Andrew, Norwich asked:
I was just wondering if you know what the mechanism is that controls your CSF pressure?
Chris - Your brain and spinal cord sit inside your skull and the cavity that runs down inside your spinal column, and they're invested in some layers called the meninges which wrap up the brain and spinal cord. Inside those layers is a fluid called cerebrospinal fluid, and the brain bops around in that fluid. It effectively acts as a cushion to support the tissue because the nerves in the brain are very delicate and they need that additional cushioning support.
The cerebrospinal fluid is actually made right inside the brain. You have a network of blood vessels called the choroid plexus and those blood vessels work rather like a coffee filter. The blood goes through them and the walls are slightly leaky, so liquid, but not cells, comes out of the blood and goes inside some holes in the brain called ventricles. This liquid flows out of those ventricles and then out into the space around the brain. Right at the top of your head, between the two hemispheres is a structure called the falx cerebri and in there is a very large blood vessel called the sagittal sinus. The dura, which is one of the layers of the meninges, makes that special blood vessel and it’s perforated in various places by these structures called arachnoid granulations. These are little pouchings, that are mushroom shaped, of the additional layer around the brain, the arachnoid layer around the brain, and the CSF goes up into those little mushroom-shaped bodies, and is re-absorbed into the blood stream via that route. So blood comes out of the middle of the brain, goes around the brain, and then is re-absorbed into this big blood vessel that runs from front to back in the middle of your head. The reason that the pressure can go up is if those arachnoid granulations get blocked or if that big blood vessel, the sagittal sinus, gets blocked and sometimes if too much CSF is produced as well for whatever reason.

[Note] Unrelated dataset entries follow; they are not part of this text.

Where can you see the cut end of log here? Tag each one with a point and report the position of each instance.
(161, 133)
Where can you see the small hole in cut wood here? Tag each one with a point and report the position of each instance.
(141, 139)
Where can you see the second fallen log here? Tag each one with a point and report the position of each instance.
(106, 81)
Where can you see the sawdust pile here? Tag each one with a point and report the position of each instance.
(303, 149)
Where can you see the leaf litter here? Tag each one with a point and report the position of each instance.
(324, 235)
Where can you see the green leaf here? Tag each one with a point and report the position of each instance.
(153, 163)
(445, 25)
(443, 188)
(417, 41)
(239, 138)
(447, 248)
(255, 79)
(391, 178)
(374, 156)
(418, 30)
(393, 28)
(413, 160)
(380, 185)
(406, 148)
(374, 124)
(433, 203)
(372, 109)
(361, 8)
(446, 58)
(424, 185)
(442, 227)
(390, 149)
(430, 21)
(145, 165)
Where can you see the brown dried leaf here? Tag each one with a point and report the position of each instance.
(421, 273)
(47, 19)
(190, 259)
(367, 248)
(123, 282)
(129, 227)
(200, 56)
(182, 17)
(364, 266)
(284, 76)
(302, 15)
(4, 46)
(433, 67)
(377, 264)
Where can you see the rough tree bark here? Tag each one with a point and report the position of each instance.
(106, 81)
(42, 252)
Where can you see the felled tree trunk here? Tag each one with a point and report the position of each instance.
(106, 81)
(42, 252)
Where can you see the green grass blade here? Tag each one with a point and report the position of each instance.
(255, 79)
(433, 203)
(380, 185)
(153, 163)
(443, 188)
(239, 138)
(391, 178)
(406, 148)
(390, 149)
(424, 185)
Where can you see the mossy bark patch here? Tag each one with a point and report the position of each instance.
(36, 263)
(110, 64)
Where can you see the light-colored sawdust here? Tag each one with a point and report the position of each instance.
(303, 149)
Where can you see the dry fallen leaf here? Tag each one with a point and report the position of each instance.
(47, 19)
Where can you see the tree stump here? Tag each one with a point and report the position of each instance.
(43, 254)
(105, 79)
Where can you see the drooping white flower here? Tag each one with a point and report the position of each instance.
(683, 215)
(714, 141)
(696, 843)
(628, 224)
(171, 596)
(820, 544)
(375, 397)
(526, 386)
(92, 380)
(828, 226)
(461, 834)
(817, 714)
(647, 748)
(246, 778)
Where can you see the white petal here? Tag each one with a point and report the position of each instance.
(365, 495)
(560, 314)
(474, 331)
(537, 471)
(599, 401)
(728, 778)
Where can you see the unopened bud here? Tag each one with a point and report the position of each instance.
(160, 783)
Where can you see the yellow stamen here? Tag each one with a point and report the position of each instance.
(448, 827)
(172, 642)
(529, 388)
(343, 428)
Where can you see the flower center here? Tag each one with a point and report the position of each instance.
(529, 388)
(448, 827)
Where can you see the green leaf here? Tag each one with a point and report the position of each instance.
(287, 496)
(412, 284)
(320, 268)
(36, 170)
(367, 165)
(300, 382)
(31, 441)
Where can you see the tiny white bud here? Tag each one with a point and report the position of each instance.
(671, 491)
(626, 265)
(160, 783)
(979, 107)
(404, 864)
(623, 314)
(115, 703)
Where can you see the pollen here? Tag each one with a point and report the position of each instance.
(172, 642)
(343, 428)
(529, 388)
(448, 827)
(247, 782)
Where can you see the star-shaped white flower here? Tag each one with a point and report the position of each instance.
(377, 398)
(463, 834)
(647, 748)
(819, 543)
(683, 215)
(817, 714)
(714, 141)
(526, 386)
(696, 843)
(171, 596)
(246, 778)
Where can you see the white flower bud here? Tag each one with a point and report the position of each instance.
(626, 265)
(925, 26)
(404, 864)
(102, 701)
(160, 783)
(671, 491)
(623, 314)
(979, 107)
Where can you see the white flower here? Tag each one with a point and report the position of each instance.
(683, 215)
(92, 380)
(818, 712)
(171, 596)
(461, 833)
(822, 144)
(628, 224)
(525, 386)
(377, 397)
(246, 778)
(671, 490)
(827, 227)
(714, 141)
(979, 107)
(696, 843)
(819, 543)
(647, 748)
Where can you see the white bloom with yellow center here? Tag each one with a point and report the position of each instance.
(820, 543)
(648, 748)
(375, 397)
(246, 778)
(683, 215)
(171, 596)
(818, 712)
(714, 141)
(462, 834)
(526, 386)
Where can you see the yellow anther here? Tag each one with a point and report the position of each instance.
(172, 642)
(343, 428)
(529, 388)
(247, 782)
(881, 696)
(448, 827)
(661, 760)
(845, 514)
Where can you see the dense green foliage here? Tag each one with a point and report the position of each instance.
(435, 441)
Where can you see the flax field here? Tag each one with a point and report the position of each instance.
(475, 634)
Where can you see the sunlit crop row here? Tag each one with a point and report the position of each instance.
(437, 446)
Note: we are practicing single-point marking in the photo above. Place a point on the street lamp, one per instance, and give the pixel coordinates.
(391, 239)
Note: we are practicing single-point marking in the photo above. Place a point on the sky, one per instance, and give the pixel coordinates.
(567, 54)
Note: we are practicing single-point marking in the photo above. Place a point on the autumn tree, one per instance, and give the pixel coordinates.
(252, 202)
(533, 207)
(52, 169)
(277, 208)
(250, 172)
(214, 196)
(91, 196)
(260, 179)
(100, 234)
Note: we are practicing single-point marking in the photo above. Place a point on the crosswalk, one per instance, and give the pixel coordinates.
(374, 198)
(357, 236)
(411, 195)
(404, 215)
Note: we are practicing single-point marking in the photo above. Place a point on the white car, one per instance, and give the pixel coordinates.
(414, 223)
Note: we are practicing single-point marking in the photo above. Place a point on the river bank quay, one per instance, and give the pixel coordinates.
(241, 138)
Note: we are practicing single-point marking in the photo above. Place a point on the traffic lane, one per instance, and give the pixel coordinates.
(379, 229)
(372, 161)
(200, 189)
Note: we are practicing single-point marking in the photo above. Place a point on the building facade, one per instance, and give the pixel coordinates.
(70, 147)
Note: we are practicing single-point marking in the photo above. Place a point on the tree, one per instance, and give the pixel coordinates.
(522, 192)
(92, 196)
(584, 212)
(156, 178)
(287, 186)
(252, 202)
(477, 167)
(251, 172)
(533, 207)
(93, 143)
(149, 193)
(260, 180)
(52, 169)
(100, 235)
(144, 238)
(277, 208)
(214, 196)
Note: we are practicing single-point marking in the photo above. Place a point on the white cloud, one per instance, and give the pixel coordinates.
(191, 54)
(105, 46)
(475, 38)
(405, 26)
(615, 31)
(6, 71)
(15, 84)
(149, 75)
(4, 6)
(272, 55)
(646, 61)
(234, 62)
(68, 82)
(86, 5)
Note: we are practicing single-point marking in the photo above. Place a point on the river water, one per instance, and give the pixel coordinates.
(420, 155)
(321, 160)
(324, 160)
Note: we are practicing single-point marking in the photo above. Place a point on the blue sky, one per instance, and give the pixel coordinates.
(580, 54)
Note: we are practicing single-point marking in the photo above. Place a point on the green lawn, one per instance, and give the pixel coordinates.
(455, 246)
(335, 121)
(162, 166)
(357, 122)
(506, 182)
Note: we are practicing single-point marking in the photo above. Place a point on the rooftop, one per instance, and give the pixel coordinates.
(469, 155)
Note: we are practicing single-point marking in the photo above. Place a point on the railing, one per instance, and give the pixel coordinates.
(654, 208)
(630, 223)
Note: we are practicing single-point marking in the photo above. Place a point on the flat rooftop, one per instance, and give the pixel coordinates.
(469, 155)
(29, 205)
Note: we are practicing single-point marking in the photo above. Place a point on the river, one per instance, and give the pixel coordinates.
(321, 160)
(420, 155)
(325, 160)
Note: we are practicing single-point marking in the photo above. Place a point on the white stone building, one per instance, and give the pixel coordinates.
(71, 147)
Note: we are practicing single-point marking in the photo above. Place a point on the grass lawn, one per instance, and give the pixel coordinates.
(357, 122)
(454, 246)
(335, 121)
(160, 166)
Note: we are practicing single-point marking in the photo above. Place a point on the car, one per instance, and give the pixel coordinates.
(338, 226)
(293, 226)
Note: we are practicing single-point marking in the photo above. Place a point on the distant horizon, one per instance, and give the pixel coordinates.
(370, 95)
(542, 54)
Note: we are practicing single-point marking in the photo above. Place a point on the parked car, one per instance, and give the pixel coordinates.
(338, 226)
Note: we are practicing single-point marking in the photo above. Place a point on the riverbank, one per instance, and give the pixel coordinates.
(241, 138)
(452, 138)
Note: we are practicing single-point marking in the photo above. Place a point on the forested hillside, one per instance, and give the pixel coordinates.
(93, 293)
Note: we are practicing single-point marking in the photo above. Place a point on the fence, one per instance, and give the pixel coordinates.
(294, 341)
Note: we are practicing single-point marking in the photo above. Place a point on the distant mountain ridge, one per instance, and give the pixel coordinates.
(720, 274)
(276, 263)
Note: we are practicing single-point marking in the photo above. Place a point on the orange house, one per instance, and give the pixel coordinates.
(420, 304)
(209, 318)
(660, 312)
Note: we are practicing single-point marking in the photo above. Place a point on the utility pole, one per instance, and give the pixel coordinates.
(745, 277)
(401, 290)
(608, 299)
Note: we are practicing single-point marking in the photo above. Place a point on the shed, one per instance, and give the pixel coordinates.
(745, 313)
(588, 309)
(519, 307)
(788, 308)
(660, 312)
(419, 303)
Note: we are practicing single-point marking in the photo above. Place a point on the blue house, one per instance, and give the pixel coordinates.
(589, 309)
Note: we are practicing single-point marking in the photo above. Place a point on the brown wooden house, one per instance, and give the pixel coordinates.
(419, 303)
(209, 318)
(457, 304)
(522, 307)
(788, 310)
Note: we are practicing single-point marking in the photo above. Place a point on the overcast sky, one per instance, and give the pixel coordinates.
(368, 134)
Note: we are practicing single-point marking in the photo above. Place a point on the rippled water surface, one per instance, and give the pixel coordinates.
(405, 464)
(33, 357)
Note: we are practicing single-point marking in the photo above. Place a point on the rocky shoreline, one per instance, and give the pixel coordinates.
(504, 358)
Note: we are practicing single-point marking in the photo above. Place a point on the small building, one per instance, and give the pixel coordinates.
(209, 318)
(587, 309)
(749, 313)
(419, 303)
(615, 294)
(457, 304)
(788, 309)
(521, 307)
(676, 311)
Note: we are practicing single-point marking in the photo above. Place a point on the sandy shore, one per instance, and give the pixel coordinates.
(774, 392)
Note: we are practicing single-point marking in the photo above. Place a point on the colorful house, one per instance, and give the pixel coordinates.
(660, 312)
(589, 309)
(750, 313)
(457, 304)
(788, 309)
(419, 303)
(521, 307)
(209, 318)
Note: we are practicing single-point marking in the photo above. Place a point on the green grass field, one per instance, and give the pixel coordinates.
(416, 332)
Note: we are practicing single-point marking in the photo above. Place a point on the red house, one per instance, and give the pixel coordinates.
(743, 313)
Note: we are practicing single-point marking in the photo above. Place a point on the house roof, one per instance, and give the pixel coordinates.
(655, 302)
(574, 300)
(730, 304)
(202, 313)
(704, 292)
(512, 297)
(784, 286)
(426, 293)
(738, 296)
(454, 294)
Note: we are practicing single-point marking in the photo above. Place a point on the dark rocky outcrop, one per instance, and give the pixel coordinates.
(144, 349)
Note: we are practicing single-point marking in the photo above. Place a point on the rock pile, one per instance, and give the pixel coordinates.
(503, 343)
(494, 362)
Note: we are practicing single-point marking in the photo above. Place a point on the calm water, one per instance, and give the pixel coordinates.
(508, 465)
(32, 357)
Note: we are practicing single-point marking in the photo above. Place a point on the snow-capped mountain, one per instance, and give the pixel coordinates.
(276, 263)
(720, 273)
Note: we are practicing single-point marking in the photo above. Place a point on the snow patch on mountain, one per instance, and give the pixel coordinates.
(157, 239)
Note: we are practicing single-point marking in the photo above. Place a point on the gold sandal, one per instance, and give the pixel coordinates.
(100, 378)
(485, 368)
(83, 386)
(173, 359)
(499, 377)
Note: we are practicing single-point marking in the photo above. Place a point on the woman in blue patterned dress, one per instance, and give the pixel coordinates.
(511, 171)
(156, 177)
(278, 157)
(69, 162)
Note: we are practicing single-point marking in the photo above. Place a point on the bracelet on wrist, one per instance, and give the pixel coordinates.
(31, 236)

You can lower the pressure by treating the underlying condition whatever has caused the obstruction, or by reducing the formation of the cerebrospinal fluid in the first place. And one way to do that is to give a drug called a carbonic anhydrase inhibitor. I think one of those is a drug called acetazolamide and this will reduce the rate at which CSF is being formed and therefore, the CSF pressure drops a little bit.